Em sede de Agravo de Instrumento interposto no Mandado de Segurança Coletivo impetrado pelo Sindicato das Empresas de Processamento de Dados e Serviços de Informática do Estado de São Paulo (Seprosp) [1], uma decisão inédita, proferida pelo desembargador federal Marcelo Saraiva, da 4ª Turma do TRF-3 [2], colocou em xeque a legalidade da regra do "circuito fechado", um dos principais entraves para o livre exercício das atividades desenvolvidas pelas plataformas de transporte coletivo de passageiros, que consiste na ideia de que, em viagens de fretamento, o trecho de ida e o trecho de volta devem ser realizados no mesmo veículo e com a mesma lista de passageiros — consoante disposto no artigo 3º, inciso XIV, da Resolução ANTT 4.777/15, que disciplina o tema.

Ao fretador que desobedecer a essa regra pode ser imposta sanção e até ter o seu ônibus apreendido pela agência fiscalizadora durante a viagem. A apreensão do ônibus gera a necessidade de transbordo dos passageiros, o que gera desconforto, descontentamento e até mesmo insegurança por parte dos passageiros. E essa regra, vale dizer, que só existe no transporte rodoviário, aplica-se somente às viagens realizadas por transporte coletivo de fretamento (as viagens regulares, aquelas das "empresas de rodoviária", não precisam segui-la). E não há aparente justificativa plausível para esse tratamento diferenciado.

Nos dias atuais, em que a economia compartilhada veio para reduzir os custos de transações (no caso específico do mercado de transporte rodoviário de fretamento, essa redução dos custos é facilmente percebida ao se diminuir a ociosidade dos ônibus), fica praticamente impossível acreditar que uma regra assim — antieconômica, para dizer o mínimo — ainda exista.

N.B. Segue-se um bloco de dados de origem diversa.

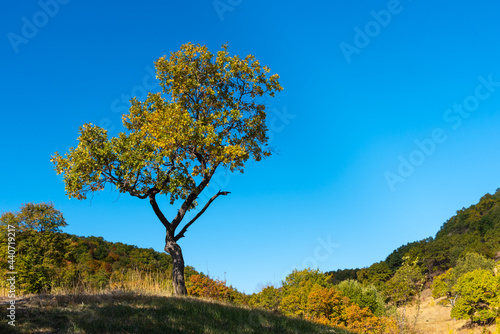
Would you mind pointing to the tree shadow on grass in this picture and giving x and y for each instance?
(132, 313)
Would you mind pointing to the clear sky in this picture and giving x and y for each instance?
(388, 123)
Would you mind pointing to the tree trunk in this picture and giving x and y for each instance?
(172, 248)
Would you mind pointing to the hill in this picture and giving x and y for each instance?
(47, 259)
(475, 229)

Felizmente o paradigma parece estar mudando, e a decisão judicial referida no início do texto é mais uma importante evidência dessa tendência, que encontra eco em situações passadas: em 2021, por exemplo, a Secretaria de Advocacia da Concorrência e Competitividade (Seae) do então Ministério da Economia, por meio da sua Frente Intensiva de Avaliação Regulatória e Concorrencial (Fiarc), já havia declarado que a regra do circuito fechado é anticoncorrencial e causa um prejuízo anual ao país de cerca de R$ 1,055 bilhão. Com efeito, a Seae classifica a regra como "bandeira vermelha", o que significa "um ato normativo com caráter anticompetitivo", pois "verificados fortes indícios de presença de abuso regulatório que acarretem distorção concorrencial", "com efeitos potencialmente negativos sobre o bem-estar do consumidor".

A única razão de ser do circuito fechado, conforme também concluiu o estudo, é a criação de reserva de mercado, impedindo a entrada de novos concorrentes, retardando a inovação e a adoção de novas tecnologias, e, por conseguinte, prejudicando o ambiente de concorrência.

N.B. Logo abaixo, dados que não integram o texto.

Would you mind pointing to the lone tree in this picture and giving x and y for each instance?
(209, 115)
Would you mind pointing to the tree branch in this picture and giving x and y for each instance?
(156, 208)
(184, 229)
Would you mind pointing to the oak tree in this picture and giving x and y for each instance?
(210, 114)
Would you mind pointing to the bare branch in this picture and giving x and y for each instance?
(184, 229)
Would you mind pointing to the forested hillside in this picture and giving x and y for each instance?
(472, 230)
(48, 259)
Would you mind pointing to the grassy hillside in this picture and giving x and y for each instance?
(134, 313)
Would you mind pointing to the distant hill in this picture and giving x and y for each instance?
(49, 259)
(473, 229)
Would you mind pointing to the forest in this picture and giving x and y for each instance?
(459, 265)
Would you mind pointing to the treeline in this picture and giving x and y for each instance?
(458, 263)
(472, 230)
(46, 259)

No âmbito legislativo, deputados federais estão trabalhando para derrubar a imposição do circuito fechado para o fretamento. Em dezembro de 2022, a Comissão de Viação e Transportes da Câmara dos Deputados aprovou duas propostas de decreto legislativo com esse objetivo [3], deixando claro que entendem que a regra do circuito fechado é arcaica e importa em restrição à atividade econômica não prevista em lei.

Enquanto o Legislativo segue curso para a busca da aprovação de lei que revogue a norma do circuito fechado, o Judiciário começou a dar importantes passos no mesmo sentido. A mais recente decisão do TRF-3 [4] — na verdade, "decisões" [5], pois já são dois desembargadores com o mesmo posicionamento — traz um pouco de luz a esse conflito.

Do conteúdo das decisões é possível extrair o correto entendimento segundo o qual, para além das questões regulatórias e anticoncorrenciais, a insistência na aplicação dessa regra anacrônica e antieconômica ignora, simplesmente, a existência de um importante personagem, o consumidor — maior prejudicado com a limitação do seu poder de escolha [6].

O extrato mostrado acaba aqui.